Dia mencontohkan, Malaysia memiliki MIROS (Malaysian Institute of Road Safety


Research), yaitu institusi setingkat eselon 1 di bawah Kementerian Transportasi punya
wewenang cukup besar dalam hal memberikan rekomendasi yang menyangkut
keselamatan lalu lintas. Instansi di luar Kementerian Transportasi wajib melaksanakan
rekomendasi dari MIROS. Tidak seperti halnya rekomendasi yang dihasilkan KNKT
tergantung dari pimpinan masing-masing instansi yang diberi rekomendasi.

"Mau dilaksanakan baik, tidak dilaksanakan tidak ada sanksi. Akibatnya, angka
kecelakaan lalu lintas tidak pernah turun dan yang konyol lagi terjadi di lokasi yang
sama berulang-ulang. Aktivitas pariwisata di Indonesia sedang meningkat, harus pula
diiringi penyediaan fasilitas transportasi wisata yang berkeselamatan. Penanganan bus
wisata harus tuntas supaya tidak terulang kejadian kecelakaan lalu lintas,"
pungkasnya.
Polri menyatakan jalur tikungan yang menjadi lokasi kecelakaan bus
pariwisata yang mengangkut karyawan dealer motor Honda, Catur Putra Grup
Bogor, di Cikidang, Sukabumi, bukanlah jalur yang direkomendasikan untuk
dilewati bus. Pengemudi diduga melewati jalur tersebut, agar lebih cepat sampai
di lokasi tujuan.
Kadiv Humas Mabes Polri Irjen Pol Setyo Wasisto mengatakan, jalur-jalur di
daerah Jawa Barat sudah disesuaikan kelayakannya oleh para ahli. Namun
jika bus yang memang tidak memiliki kelayakan jalan, jalur tersebut menjadi
membahayakan.

“Jalur jalan sudah dibuat sedemikian rupa oleh ahli, tentu dengan pertimbangan
dan kesiapan untuk dilalui, tapi ada jalan-jalan tertentu yang apabila dilalui
kendaraan yang kurang layak, maka membahayakan. Seperti tanjakan Emen,
kendaraan harus fit dan rem bagus,” ujar Setyo, Senin (10/9).

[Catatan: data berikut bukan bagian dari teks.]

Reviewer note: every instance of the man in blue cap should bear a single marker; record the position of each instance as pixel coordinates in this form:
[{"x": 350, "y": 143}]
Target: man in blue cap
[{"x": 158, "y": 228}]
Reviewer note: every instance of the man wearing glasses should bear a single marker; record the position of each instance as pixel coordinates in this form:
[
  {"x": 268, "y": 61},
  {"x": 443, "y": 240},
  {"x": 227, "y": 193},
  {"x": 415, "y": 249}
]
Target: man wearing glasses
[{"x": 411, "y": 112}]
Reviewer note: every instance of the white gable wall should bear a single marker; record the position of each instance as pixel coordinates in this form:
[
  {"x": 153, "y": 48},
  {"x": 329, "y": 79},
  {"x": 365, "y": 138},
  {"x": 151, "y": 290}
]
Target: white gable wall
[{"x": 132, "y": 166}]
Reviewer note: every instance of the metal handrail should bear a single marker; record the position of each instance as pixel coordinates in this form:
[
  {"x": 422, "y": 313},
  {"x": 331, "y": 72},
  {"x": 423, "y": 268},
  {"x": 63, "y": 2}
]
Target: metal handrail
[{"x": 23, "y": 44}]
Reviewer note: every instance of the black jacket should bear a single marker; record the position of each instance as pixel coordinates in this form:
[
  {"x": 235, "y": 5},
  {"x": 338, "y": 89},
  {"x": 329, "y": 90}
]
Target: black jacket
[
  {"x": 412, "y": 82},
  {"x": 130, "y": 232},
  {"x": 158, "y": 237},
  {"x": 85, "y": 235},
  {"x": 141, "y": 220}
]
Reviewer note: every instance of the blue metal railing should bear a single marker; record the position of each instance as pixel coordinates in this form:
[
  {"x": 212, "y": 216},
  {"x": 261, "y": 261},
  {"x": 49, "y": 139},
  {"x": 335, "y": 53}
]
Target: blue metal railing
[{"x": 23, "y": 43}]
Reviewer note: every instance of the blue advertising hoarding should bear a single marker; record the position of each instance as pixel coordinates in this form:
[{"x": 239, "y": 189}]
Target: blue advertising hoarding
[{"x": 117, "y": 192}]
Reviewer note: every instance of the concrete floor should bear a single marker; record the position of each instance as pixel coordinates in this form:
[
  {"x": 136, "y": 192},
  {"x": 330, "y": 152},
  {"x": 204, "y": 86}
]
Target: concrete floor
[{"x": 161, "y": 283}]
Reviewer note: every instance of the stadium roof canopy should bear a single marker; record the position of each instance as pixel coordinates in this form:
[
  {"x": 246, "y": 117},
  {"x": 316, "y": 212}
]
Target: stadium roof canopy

Seperti diketahui, bus yang mengalami kecelakaan pada Sabtu (8/9), terbukti tidak


melakukan uji KIR sejak tahun 2016. Selain itu, pengemudi juga diduga tidak
menguasai medan jalan, sehingga terjadi kecelakaan yang menyebabkan 21
orang meninggal dunia.

Setyo mengatakan, bus yang terbukti tidak memenuhi syarat jalan itu dapat
membuat pemilik bus dijerat pidana. Hal itu dikarenakan pemberian izin jalan
terhadap bus yang sebenarnya tidak memungkinkan untuk digunakan.
“Kakorlantas yang baru, Irjen Redi, sudah ke TKP dan meneliti juga. Dia
sampaikan ke saya bahwa pengusaha dan pemilik kendaraan bisa ditindak,
karena kendaraan itu sudah beberapa tahun tidak diperiksa kelayakan jalannya.
Makanya perlu dipertanyakan kondisi kendaraannya,” ucap Setyo.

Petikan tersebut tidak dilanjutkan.